Helaas nu weer met de bus vanaf het Achterdetachement S/H in Nunspeet. De terugreis af en toe liftend met Piet Sikkens tot Coevorden en daarna met de NS.

Links: bewaarplaats beschadigde auto’s achter het brigade gebouw. Van deze auto’s was door de eigenaar afstand gedaan of zij stonden daar voor een technisch onderzoek. Uitzicht vanuit mijn legeringskamer op de Brigade.
Rechts: onze VW Kever staat links achterin naast de kombie. Daarnaast het gebouw van de Brigade Koninklijke Marechaussee Seedorf.

Op de kopzijde van het gebouw van de Stafcompagnie Kazernecommando (Kazco) hing een schild met de afbeelding van een pelikaan. De bek van deze vogel is een vergaarbak. Het “Kazco” was dit ook, het bestond uit een verzameling van onderdelen die niet bij de gevechtseenheden waren ondergebracht zoals:

  • De Koninklijke Marechaussee;
  • Het keuken en kantinepersoneel;
  • De veldpost;
  • Het sportbureau;
  • Het geneeskundige personeel van het Kantonnements Zieken Verblijf (KZV);
  • Personeel van het Commando Nederlandse Troepen;
  • Personeel werkzaam bij het weekblad De Griffioen enz.

Begin jaren tachtig vond de toenmalige kazerneadjudant de pelikaan niet meer acceptabel. Ondanks dat ik hem heb uitgelegd waarom deze vogel werd gebruikt, kreeg hij het toch voor elkaar om een ander embleem te ontwerpen.

Het oude en nieuwe embleem van het Kasco; helaas moest de pelikaan uiteindelijk plaatsmaken voor de mammoet.

De mammoet is het wapen van het dorpje Seedorf en de vesting moet de Legerplaats Seedorf uitbeelden.

Werkzaamheden 1969

3 september 1969

Aanrijding tussen NL militaire vrachtauto en Nederlandse personenauto met BFG kenteken in Wistedt Kreis Bremervörde. Wat was de chauffeur blij dat ik arriveerde om hem te helpen.

Dit was de eerste te behandelen aanrijding van de vele tientallen die de komende 3 jaar zouden volgen. Op 5 september vertrok ik voor een escorte van een militair transport.

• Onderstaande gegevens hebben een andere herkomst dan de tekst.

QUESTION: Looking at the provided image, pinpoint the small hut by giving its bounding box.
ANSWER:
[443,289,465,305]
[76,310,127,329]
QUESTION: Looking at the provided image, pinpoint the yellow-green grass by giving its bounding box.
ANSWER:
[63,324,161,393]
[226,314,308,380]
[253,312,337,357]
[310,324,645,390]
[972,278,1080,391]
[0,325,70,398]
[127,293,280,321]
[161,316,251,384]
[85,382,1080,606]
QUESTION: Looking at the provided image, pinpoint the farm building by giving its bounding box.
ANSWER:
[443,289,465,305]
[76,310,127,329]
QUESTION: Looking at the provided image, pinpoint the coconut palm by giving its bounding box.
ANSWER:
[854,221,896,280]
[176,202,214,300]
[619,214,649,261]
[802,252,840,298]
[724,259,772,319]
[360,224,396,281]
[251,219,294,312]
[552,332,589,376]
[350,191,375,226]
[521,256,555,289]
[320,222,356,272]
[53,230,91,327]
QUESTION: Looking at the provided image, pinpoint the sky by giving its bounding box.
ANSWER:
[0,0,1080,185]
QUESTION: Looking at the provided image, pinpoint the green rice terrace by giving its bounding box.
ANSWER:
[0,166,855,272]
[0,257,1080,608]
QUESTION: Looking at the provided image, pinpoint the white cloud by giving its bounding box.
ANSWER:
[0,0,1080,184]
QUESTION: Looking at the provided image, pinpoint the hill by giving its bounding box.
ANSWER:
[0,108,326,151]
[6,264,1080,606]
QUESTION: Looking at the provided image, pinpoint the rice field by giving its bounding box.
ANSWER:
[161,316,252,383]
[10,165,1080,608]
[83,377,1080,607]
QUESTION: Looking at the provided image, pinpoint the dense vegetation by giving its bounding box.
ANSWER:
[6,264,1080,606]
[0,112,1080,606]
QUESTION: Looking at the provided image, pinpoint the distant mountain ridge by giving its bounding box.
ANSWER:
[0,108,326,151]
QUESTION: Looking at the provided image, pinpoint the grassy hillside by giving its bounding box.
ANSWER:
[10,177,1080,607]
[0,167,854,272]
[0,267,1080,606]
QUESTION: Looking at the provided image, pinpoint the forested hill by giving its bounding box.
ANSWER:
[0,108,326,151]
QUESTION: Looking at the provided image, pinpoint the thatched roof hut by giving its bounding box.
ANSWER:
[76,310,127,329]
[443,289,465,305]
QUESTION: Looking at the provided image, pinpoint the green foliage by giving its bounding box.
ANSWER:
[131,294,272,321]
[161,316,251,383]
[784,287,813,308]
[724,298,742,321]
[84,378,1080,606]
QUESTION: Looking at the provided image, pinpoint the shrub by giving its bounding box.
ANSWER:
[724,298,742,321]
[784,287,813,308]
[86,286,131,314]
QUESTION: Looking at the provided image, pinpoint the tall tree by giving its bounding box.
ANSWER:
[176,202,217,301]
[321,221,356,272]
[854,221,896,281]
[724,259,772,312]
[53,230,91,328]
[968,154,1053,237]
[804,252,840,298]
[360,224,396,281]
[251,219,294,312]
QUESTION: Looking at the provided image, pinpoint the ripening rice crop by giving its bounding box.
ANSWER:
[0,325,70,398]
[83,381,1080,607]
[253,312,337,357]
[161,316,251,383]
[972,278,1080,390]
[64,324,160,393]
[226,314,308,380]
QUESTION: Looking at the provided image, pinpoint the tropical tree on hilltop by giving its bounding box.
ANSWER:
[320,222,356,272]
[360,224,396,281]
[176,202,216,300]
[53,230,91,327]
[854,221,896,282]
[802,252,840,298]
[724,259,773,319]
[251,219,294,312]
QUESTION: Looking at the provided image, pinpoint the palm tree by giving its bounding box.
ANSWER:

Uit de Legerkoerier, november 1968

2 Leopards type 1 tanks moesten op een oplegger met een Faun worden vervoerd van Seedorf via Meppen naar Baumholder en daarna moest 1 Leopard naar  München. Ik maakte deel uit van het KMar escorte. 2x Munga en verder 3 dpl Marechaussees van het peloton 41 Maresk op de lpl. Ik reed samen met Mar II Van Rijn. Wij waren aangewezen voor de rit naar München  De dpl Marechaussees Boersma en Boelema  gingen met 1 Leopard van Baumholder naar Meppen terug.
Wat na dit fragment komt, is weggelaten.